Regarding the image below, I know the angles $A$ and $B$ for each individual, and their positions in longitude and latitude (assuming height of person $z =0$).
Am I correct in thinking that for any position in the z plane it would be $z = x\tan(B)$ and in the $y$ plane $y = x\tan(A)$?
If so this would mean I could form a $3$ dimensional vector straight line from each person.

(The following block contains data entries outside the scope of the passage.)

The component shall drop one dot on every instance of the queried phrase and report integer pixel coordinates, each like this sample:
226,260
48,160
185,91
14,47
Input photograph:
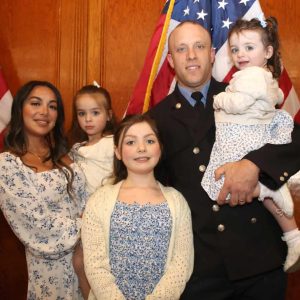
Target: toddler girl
246,119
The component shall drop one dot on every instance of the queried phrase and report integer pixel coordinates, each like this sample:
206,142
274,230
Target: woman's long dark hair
120,170
15,140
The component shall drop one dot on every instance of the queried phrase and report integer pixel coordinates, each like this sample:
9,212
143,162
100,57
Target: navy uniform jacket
237,241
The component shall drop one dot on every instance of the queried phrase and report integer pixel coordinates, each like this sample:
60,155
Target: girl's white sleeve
180,268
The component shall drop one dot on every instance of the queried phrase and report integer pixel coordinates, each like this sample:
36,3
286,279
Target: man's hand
241,179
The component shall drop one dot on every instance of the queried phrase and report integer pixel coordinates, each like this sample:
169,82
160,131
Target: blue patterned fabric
46,220
139,242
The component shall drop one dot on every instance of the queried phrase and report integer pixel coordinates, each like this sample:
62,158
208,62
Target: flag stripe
158,55
5,106
215,16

The problem is I am highly doubting all three straight lines will intersect, so my question is how do I calculate the closest point to all three vector lines mathematically?
Cheers
If you can convert the line information that you currently have into $(x,y,z)$-coordinates then you can calculate the closest point between two straight, skew lines using the following:
Line 1: \begin{equation} \vec{r}_{1} = \vec{a}+\lambda\vec{b} \end{equation}
Line 2: \begin{equation} \vec{r}_{2} = \vec{c}+\mu\vec{d} \end{equation}
where $\vec{a}$, $\vec{c}$ are the position vectors of the line equations, and $\vec{b}$, $\vec{d}$ are the direction vectors of the line equations.
The linking line passing through the shortest distance between $\vec{r}_{1}$ and $\vec{r}_{2}$ is perpendicular to both $\vec{r}_{1}$ and $\vec{r}_{2}$:
\begin{equation} \vec{n} = \vec{b}\times\vec{d}. \end{equation}
The component of $\vec{a}-\vec{c}$ (or $\vec{c}-\vec{a}$) in the direction of $\vec{n}$ is then needed:
\begin{equation} \rm{Distance} = |(\vec{a}-\vec{c})\cdot\hat{n}| \end{equation} or \begin{equation} \rm{Distance} = |(\vec{c}-\vec{a})\cdot\hat{n}|. \end{equation}
Where $\hat{n} = \vec{n}/|\vec{n}|$.
If you repeat this process to calculate the distance from line 1 to line 2, line 1 to line 3, line 2 to line 3, then you can take the average to find the shortest distance between all three lines.